Dar rienda suelta al bien en nosotros mismos para descubrir lo buenos que podemos llegar a ser. No nos lo creemos, pero el límite de nuestra bondad está lejos. Educarnos en ello, aunque no nos parezca de primeras muy bonito. Todo esto es una tarea tan individual y personal, porque nadie puede hacerlo por nosotros, que toda educación y cuidado de la familia creo que termina en mera sugerencia. Es la persona frente a sí misma.

 

 

 

Pablo: Quiero pensar que hay más gente buena que mala. A pesar de lo que se diga en las noticias y de lo que pasa en el mundo. Hace falta más educación, que nos enseñen a respetarnos más y tener valores. ¿O no interesa?

Un día, y te respondo de esta manera, hablaba con un antiguo alumno de algo parecido. Su situación familiar era muy complicada; había encontrado en el colegio un espacio en el que vivir de otra manera, pero llegaba a casa y día tras día tenía un panorama que no deseo a nadie. Él era un chaval maduro para su edad. Curtido en mil batallas y, a pesar de todo, sensato. Me decía entre lágrimas, en mitad del pasillo, que la vida le había tratado muy mal. Su padre abusó de él, su segundo padre le pegaba. Me cuesta pensar en tanto horror. Sinceramente, algo de lo más indeseable. Yo me quedé sin palabras. Y él terminó mirándome a los ojos y diciendo que él no quería ser así con los demás.

Te cuento esto porque a mí me hizo pensar enormemente. Y estoy muy agradecido a aquella conversación. No es tanto lo que recibimos cuanto lo que hacemos. Tenemos siempre la oportunidad de pagar a los demás con su misma moneda, y ser con unos buenos y agradecidos y con otros muy malos y puñeteros. O pasar al siguiente nivel, más allá del simple estímulo-respuesta, y ser personas, pase lo que pase. No nos hace malos ni tampoco buenos sin más lo que nos sucede, sino lo que hacemos.

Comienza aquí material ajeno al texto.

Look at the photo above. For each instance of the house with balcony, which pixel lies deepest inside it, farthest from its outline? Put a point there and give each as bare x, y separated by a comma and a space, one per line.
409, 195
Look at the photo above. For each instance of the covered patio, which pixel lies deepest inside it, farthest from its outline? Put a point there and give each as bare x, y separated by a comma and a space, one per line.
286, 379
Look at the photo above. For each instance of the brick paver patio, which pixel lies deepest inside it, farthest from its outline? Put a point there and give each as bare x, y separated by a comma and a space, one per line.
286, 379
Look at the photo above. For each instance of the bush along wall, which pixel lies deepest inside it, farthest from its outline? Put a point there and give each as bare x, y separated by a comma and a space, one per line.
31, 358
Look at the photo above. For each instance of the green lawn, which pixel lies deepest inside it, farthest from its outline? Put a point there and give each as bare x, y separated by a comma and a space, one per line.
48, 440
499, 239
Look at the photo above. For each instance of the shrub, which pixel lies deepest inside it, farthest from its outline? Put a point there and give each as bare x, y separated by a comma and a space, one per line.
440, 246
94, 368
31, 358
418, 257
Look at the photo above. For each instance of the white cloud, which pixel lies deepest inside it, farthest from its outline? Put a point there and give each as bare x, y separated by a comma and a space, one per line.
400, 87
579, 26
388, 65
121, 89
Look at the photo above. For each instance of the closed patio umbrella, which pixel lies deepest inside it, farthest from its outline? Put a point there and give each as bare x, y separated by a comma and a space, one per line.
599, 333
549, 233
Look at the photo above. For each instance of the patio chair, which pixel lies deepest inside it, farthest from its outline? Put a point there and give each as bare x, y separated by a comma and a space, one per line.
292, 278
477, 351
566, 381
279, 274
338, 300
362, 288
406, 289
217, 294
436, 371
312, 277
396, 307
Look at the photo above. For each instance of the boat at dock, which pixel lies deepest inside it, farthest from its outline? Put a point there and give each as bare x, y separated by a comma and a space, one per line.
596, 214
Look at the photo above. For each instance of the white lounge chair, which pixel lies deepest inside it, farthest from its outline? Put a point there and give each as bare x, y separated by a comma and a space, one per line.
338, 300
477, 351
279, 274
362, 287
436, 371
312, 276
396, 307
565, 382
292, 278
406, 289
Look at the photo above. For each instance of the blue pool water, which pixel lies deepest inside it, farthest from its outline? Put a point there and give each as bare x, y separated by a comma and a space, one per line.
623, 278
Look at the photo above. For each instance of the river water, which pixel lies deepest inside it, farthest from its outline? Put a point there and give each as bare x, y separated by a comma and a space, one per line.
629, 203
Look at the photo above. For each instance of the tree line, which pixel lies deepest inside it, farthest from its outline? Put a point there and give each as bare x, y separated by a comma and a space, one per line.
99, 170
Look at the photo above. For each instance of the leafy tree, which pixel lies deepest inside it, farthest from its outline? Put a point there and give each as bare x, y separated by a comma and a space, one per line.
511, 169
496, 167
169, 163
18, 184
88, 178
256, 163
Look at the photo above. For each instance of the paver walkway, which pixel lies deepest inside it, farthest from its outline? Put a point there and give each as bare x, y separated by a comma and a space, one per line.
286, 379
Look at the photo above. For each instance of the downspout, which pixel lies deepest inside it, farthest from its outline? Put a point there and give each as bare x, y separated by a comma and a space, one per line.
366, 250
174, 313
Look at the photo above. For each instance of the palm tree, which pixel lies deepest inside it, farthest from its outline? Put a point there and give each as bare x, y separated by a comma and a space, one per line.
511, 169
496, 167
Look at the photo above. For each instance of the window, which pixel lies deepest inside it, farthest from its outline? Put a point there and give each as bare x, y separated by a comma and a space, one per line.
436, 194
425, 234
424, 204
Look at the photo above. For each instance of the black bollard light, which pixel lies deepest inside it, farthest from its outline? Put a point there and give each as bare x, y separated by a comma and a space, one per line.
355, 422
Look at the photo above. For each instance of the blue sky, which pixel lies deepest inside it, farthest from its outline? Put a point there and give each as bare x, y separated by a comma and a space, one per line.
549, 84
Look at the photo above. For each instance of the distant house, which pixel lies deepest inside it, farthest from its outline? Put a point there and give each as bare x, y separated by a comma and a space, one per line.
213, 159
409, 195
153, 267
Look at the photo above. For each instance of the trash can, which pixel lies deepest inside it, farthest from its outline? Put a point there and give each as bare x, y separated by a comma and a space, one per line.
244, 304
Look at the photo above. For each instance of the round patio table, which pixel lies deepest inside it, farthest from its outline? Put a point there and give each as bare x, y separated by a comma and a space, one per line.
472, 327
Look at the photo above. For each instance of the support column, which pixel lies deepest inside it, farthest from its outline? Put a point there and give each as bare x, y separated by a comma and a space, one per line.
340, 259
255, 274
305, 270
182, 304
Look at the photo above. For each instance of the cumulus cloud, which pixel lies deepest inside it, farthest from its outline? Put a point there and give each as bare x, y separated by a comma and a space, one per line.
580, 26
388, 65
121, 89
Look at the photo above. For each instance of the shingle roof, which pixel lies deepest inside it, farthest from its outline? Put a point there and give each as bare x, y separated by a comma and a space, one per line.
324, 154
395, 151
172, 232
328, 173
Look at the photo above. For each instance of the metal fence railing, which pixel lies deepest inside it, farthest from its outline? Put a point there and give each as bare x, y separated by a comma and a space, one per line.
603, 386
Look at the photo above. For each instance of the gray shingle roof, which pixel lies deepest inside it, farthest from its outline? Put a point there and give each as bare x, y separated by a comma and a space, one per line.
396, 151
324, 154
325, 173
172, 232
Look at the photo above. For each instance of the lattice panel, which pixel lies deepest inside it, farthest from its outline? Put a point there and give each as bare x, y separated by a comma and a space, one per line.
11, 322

Como creyente, esta lección del Crucificado es tremenda. En el peor momento de la historia, cuando todos habían desaparecido de su lado y quizá pensaban que todo había terminado, él perdona. Siempre me ha impresionado esto. Veo en la cruz cómo el mal que se hace se frena porque encuentra una respuesta diferente a la que espera. Pienso en el mundo, en general, y me doy cuenta de que este es el gran misterio por el que el mal muchas veces triunfa. Porque nos conduce a su lado, nos arrastra y devora. No son valores sin más, esto no se puede casi ni decir ni enseñar. ¿Cómo se capaces de devolver bien cuando padecemos el mal? Tendríamos que ser nuevos, interiormente renovados casi por completo para resistirlo.